Last week El Paso native Isabel Herrera asked a small group of Texas state senators in Austin to think critically about the implications of the legislation they had before them, Senate Bill 3.
She was one of about 50 students, educators, parents and education advocates who urged senators to vote against the bill that seeks to further restrict how public school teachers can teach about racism.
“Pushing forward a bill that makes it harder for students to learn about other cultures and experiences causes nothing but harm,” the incoming St. Edward’s University senior said. “Young people of color in our schools are the future of Texas. They deserve to see themselves in our textbooks and in our curriculum and in our classrooms.”

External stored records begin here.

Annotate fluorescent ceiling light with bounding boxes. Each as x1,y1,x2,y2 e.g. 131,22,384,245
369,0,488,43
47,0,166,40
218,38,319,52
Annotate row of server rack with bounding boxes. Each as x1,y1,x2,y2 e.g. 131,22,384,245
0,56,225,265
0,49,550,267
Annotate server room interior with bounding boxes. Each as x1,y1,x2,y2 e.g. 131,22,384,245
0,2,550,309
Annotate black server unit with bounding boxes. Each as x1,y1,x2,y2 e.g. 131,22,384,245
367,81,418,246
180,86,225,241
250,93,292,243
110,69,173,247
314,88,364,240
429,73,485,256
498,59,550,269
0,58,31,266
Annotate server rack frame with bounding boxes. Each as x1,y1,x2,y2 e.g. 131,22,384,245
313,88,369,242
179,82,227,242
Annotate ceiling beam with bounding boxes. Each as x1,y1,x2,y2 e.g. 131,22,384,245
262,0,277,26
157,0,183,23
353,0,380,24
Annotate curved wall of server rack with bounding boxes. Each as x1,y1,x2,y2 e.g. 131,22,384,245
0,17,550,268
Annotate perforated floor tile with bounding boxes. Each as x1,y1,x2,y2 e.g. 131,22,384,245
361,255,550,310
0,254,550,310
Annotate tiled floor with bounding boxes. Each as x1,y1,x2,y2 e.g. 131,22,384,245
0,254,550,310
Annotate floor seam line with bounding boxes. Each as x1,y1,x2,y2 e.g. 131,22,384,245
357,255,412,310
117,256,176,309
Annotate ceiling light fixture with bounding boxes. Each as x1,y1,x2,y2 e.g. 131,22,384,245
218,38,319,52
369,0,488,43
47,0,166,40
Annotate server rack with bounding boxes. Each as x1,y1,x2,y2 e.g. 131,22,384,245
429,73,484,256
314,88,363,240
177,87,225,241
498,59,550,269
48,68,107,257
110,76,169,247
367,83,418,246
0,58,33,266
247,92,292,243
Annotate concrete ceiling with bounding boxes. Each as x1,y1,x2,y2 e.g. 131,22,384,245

State Sen. Bryan Hughes, R-Mineola, filed the legislation in response to Gov. Greg Abbott’s call for lawmakers to pass a stricter anti-critical race theory bill during the special legislative session. Hughes’ bill, however, does not explicitly reference the theory. Only 10 people spoke in favor of it.
But the protests, at least for now, were all for naught. On Friday the Texas Senate voted 18-4 to approve his bill.

Critical race theory is used in graduate-level courses to examine how U.S. policies, laws and institutions perpetuate systemic racism and inequalities. Herrera, a 2019 graduate of Valle Verde Early College High School, said she wasn’t exposed to the theory until college, a sentiment echoed by teachers and professors who testified at the Senate committee hearing.
Though Hughes acknowledged critical race theory is not “pervasive” in Texas public schools, he likened its teachings in a handful of schools to a spark that could grow into an inferno.
“Since it is so prevalent in higher education and since we see it popping up in public schools, that’s why it needs to be addressed. … When a fire starts in the kitchen, we don’t wait for it to spread to the living room and bathroom before we start to put it out,” Hughes said prior to the Senate vote.
“This bill is meant only to provide guardrails against imposing division and animosity on our students,” he said.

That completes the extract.